Теперь она предстала передо мной в лёгком летнем платье одуванчикового цвета, с расстёгнутой верхней пуговицей. Первым, что я нашёл своими истосковавшимися глазами, были пленительные плечи. Затем – нежная линия ключицы на бледной коже. Взгляд не мог выбраться из яремной впадины, не желал выбираться.
«Я надеялась, ты приедешь посередине недели. Не знаю, что с тобой делать завтра».
Услышав эти слова и раздражение в голосе, я всмотрелся в её лицо, и первое блаженное чувство треснуло, раскололось, рассыпалось. Что-то в ней было поломано. Я не смог понять этого сразу и, ничего не отвечая, продолжил рассматривать так, словно она экспонат из коллекции диковинок.
«Ты ведь не забыл ещё, как люди разговаривают?»

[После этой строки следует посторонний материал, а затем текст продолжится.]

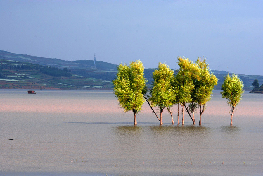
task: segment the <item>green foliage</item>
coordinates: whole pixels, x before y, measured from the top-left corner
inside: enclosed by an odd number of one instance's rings
[[[198,80],[195,82],[195,96],[198,104],[205,105],[210,100],[212,91],[217,85],[218,80],[213,73],[210,73],[205,59],[198,58],[196,63],[199,72]]]
[[[40,71],[45,74],[56,77],[60,76],[70,77],[71,76],[71,74],[68,72],[67,69],[67,71],[65,69],[62,70],[58,69],[57,67],[44,67],[40,68]]]
[[[124,112],[139,112],[144,102],[142,93],[146,81],[143,76],[144,68],[140,61],[130,65],[120,64],[116,79],[113,80],[114,93]]]
[[[155,107],[161,110],[170,107],[175,103],[176,91],[171,84],[174,78],[174,71],[166,64],[159,63],[158,69],[153,73],[153,88],[150,91],[149,100]]]
[[[235,74],[230,77],[228,75],[224,78],[224,82],[221,87],[223,92],[221,93],[223,98],[226,98],[227,104],[233,108],[237,105],[241,100],[243,85],[243,82]]]
[[[258,80],[256,79],[254,80],[252,85],[254,86],[254,89],[259,87],[259,84],[258,83]]]
[[[198,68],[196,64],[193,63],[188,58],[179,57],[177,59],[179,70],[172,85],[174,89],[178,90],[176,102],[183,105],[192,101],[193,81],[196,79]]]

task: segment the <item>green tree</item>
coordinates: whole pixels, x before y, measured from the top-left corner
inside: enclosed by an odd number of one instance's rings
[[[217,84],[218,80],[213,73],[211,73],[208,64],[205,59],[198,58],[196,62],[199,69],[199,79],[196,82],[195,97],[200,108],[199,124],[202,124],[202,114],[206,104],[211,98],[212,91]]]
[[[151,96],[149,100],[152,106],[158,107],[160,110],[160,124],[162,123],[162,113],[163,110],[167,107],[173,119],[172,107],[175,103],[176,95],[175,91],[173,88],[171,82],[174,77],[174,71],[170,69],[166,64],[159,62],[158,69],[153,73],[153,88],[150,91]]]
[[[231,116],[230,117],[230,124],[233,123],[232,118],[234,115],[235,107],[237,105],[244,92],[243,82],[235,74],[230,77],[229,74],[224,78],[223,84],[221,87],[223,92],[221,93],[223,98],[226,98],[227,104],[231,107]]]
[[[256,79],[254,80],[252,85],[254,86],[254,89],[259,87],[259,84],[258,83],[258,80]]]
[[[172,84],[174,88],[178,90],[177,98],[176,102],[179,103],[182,106],[182,124],[184,120],[184,107],[186,108],[186,103],[192,101],[191,93],[194,88],[192,78],[194,72],[192,71],[193,68],[196,67],[191,61],[188,58],[179,57],[177,58],[177,63],[179,66],[179,70],[175,76]],[[188,112],[188,110],[186,108]],[[189,115],[190,115],[189,114]],[[190,117],[194,124],[194,121],[191,115]]]
[[[124,112],[132,111],[134,124],[137,124],[136,115],[144,102],[143,92],[147,82],[143,76],[144,67],[140,61],[131,62],[129,66],[121,64],[118,67],[116,79],[113,80],[114,93]]]

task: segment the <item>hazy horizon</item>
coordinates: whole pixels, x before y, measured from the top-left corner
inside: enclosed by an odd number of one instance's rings
[[[73,61],[135,60],[263,75],[263,1],[0,0],[0,49]]]

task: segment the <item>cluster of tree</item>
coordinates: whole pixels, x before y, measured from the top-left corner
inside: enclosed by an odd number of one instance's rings
[[[114,93],[124,112],[132,111],[134,113],[134,124],[137,124],[136,114],[140,112],[144,102],[143,97],[160,124],[163,124],[162,114],[165,109],[171,114],[172,122],[174,124],[172,108],[176,104],[178,124],[179,104],[182,107],[182,124],[184,108],[194,124],[195,124],[194,112],[199,109],[199,124],[201,124],[202,114],[211,98],[214,86],[217,84],[217,79],[210,71],[204,59],[198,58],[195,63],[188,58],[179,57],[177,60],[179,68],[176,74],[166,64],[159,63],[158,69],[153,73],[153,81],[149,88],[146,86],[147,81],[143,76],[144,68],[141,61],[132,62],[129,66],[119,65],[117,78],[113,81]],[[231,108],[231,124],[234,107],[240,101],[243,88],[243,82],[236,75],[232,77],[228,75],[224,78],[222,93]],[[160,118],[153,107],[158,108]]]
[[[67,71],[66,71],[65,69],[63,70],[60,70],[57,67],[43,67],[40,68],[40,71],[43,73],[56,77],[70,77],[71,76],[71,74],[69,72],[67,69]]]
[[[256,79],[254,80],[252,85],[254,86],[253,90],[263,91],[263,84],[259,86],[259,84],[258,83],[258,80]]]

Её заколотые сзади тёмные волосы. Её открытый белый лоб. Её глаза, огромные зелёные глаза под идеальными дугами бровей (в детстве дразнили пучеглазой, но она себя в обиду не давала). Справа линия-складочка от носа до губ (если она улыбалась, то только кривой улыбкой) – тоже её. Сами губы… Вот оно что. Сами губы были чужими.
«Ты сделала пластику?….»
От этого стало неприятно, противно, словно она поступила вопреки моей воле, назло мне. Зачем? Зачем она это сделала? Она же изуродовала себя. Вместо прежних губ – таких красивых, таких изящных – у неё ко рту прилипли две уродливые мясистые личинки. Теперь, когда я это заметил, они будто продолжили расти, гадкие, жирные, гротескные. Кому это понадобилось?